Richard Trumka • November 16, 2010

Good morning.  I'm pleased to be with you today.            

I want to start by thanking you for all the work you do in providing health benefits to working families, and for your participation in the National Business Coalition on Health.            

Andy Webber is a forceful and effective advocate for safer, better and more efficient health care, and we value our relationship with him and NBCH.            

The relationships between unions and employers are complicated in many areas—and health care can be up there at the top of the list.              

But workers and employers have critical common interests in health care policy.            

These common interests begin with the efforts by both workers and employers going back to the beginning of the last century to see to it that working families could get the health care we all deserve.  Since that time, a key test of a responsible employer has been, "Does that employer provide affordable health coverage to its employees?"  And I am proud to be in this room with so many employers who have passed that test for decades.            

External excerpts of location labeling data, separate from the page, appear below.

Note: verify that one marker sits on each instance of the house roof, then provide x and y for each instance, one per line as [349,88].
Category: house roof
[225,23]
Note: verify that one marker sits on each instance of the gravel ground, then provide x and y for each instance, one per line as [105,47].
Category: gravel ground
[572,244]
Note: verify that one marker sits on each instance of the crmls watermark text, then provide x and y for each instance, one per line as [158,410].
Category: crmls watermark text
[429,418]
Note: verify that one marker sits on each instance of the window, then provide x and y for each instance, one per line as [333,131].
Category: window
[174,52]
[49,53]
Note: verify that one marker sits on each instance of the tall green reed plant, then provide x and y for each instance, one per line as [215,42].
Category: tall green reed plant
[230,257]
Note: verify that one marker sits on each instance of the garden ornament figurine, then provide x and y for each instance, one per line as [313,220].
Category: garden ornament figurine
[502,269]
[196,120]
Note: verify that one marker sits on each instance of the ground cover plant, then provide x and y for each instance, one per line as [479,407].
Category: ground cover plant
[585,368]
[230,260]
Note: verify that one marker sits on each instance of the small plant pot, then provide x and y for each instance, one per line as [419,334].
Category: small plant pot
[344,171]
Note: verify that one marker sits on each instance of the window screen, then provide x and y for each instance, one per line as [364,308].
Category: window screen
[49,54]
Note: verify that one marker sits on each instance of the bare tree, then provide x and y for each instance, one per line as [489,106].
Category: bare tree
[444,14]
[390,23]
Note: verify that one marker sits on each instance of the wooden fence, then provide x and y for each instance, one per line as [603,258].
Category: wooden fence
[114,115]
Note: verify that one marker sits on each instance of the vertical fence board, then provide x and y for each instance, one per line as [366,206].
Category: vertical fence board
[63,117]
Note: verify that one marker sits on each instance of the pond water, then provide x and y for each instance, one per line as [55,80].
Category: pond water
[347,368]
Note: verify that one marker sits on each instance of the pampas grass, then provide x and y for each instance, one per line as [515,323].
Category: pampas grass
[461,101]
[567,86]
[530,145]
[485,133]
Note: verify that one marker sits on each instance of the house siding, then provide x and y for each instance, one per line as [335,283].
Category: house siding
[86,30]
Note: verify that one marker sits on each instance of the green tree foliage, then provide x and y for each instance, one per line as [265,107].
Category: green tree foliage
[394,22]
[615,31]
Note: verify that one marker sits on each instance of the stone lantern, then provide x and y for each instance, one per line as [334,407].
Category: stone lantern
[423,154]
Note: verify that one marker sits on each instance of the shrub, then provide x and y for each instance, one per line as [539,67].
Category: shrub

Over the decades, we have seen a variety of institutions extend health care benefits to more and more Americans—both union and company-sponsored health care plans, Medicare and Medicaid, state universal coverage plans and now comprehensive federal health insurance reform that promises to provide health insurance coverage to 94% of all non-elderly Americans.             

Yet in the end, together employers and employees pay for health care—through premiums, co-pays and through taxes.             

We may argue over the split, but because health care costs come out of wages and profits, we share an interest in reining in the high health care costs that are rapidly pricing health care out of everyone's reach.              

And yet as costs rise, we both mostly agree to eat those costs rather than cut back on health benefits.  Why is that?  It's because first, getting quality health care is the difference between life and death, between families sharing their lives together and families being devastated by tragedy, between full lives appreciating our world, and lives of pain and crippling limitations.            

And there is something more.  While most of us go for years with only occasional health care expenses, very few of us can afford to pay out of pocket for the health care we might need—if our baby is born premature, if cancer strikes, if we have a serious accident.  Health care provision is necessarily an act of solidarity—it binds us together.  Employer-provided health care binds the employees of a company together.  Medicare and Medicaid bind all Americans together in a web of mutual support.            

But for three decades now, health costs in America have been unsustainable, and yet our health outcomes are no better than other advanced countries, and in many ways they are worse.              

Starting in the late 1970s, many, if not most, of the policies that were supposed to rein in out-of-control costs only made things worse:  

  • Deregulation and competition among providers;
  • Risk segmentation that big, for-profit insurers used to get into the health
    business, and then forced out non-profit companies and ended the use
    of community rating; 
  • The American Hospital Association's "Voluntary Effort" that started in the late 70s
    to forestall federal cost control legislation; 
  • And, of course, managed care.              

We did get some public policy changes that moderated the growth of health costs—Medicare's switch from cost plus-reimbursement to prospective payments for treatment, for example.              

And more recently, we are beginning to build the foundation for a value-based rather than volume-driven system of paying for health care, by measuring and reporting quality performance data.              

Overall, though, employers and workers have had to fend for ourselves.              

In the absence of any real controls on health costs, we had to figure out ways to manage them.              

In the process, we learned a lot and built a pretty impressive toolkit – prevention and wellness programs, chronic disease management, drug purchasing arrangements, and, more recently, restrictions in our contracts that barred health plans from paying providers for the most egregious and avoidable medical errors.              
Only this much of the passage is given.